Three years after the world began to shut down as COVID-19 took hold, the UN and other partners will gather in Doha, Qatar, to deliver a historic new compact to support the countries whose vulnerabilities the pandemic most exposed.
The conference of Least Developed Countries or LDCs takes place every 10 years and this year’s meeting from 5 to 9 March 2023, known as LDC5, will focus on returning the needs of the 46 designated countries to the top of the global agenda and supporting them as they strive to get back on track to sustainable development.
1. What is a Least Developed Country?
The Least Developed Countries (LDCs) are countries listed by the United Nations that exhibit the lowest indicators of socioeconomic development across a range of indexes. All LDCs have a gross national per capita income (GNI) of below USD$1,018; compare that to almost $71,000 in the United States, $44,000 in France, $9,900 in Turkey and $6,530 in South Africa according to data from World Bank.

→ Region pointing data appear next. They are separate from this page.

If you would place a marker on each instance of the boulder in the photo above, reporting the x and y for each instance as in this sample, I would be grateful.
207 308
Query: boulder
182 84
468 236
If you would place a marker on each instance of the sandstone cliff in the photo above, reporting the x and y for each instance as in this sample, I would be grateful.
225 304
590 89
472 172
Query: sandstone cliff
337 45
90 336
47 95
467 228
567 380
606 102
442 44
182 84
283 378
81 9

Indicators of nutrition, health, enrollment in schools, and literacy are similarly low in these nations, but indicators of economic and environmental vulnerability—which takes into account things like isolation, reliance on agriculture, and sensitivity to natural disasters—are high.

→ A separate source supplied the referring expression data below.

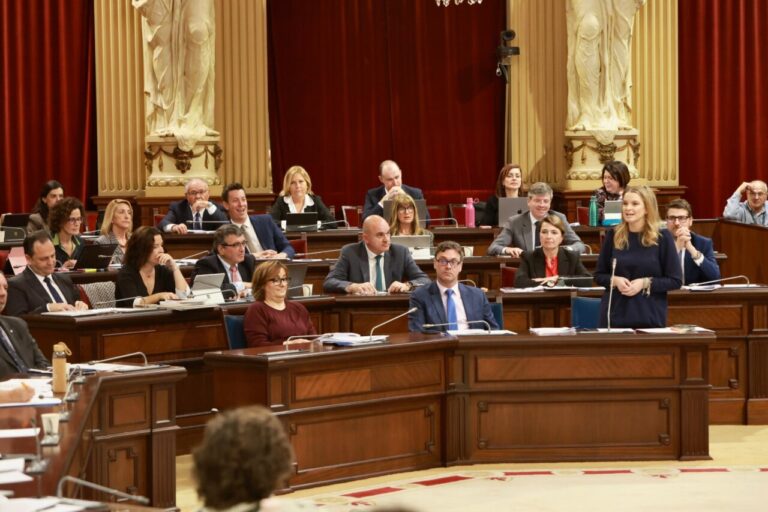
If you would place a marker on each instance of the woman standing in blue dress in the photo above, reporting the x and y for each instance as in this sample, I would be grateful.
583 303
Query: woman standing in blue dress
647 266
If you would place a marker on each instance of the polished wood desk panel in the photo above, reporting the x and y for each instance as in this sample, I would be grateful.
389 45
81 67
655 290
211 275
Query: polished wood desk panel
172 337
428 400
121 434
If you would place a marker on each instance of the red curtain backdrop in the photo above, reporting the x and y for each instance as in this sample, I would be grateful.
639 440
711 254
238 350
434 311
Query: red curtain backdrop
47 112
355 82
723 61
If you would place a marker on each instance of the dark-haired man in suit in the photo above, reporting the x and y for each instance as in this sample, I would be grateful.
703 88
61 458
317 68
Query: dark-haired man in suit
229 258
18 349
38 289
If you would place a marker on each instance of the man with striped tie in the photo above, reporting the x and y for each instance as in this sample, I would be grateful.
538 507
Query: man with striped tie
38 289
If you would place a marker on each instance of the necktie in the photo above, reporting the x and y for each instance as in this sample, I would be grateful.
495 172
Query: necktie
379 276
54 293
17 362
451 307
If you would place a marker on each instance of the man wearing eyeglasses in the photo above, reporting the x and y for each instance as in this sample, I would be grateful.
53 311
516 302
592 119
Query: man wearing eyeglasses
374 265
38 289
229 258
695 251
751 211
448 302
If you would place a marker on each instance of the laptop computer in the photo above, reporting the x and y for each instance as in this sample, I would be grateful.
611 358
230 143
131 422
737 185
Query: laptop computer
14 220
612 212
297 272
421 208
306 221
511 206
95 256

There are currently 46 LDCs, the vast majority of which are in Africa [see box below]. The list is reviewed every three years by the UN Economic and Social Council. Six countries graduated from LDC status between 1994 and 2020.
2. What are the challenges facing the least developed countries?

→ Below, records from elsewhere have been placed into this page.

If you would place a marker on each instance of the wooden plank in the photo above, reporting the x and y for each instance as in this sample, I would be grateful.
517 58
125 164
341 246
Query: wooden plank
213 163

Today, the 46 LDCs are home to some 1.1 billion people, that’s 14 percent of the world’s population, and more than 75 percent of those people still live in poverty.
More than other countries, LDCs are at risk of deepening poverty and remaining in a situation of underdevelopment. They are also vulnerable to external economic shocks, natural and man-made disasters, communicable diseases, and crucially climate change.
Currently, the planet is on course to warm by about 2.7°C this century, which would devastate LDCs. These countries have contributed the least to carbon emissions, and yet face some of the highest risks from climate change.
Meanwhile, LDCs are among those most affected by COVID-19; all but eight experienced negative growth rates in 2020 and the pandemic fall-out is predicted to last longer than in richer countries.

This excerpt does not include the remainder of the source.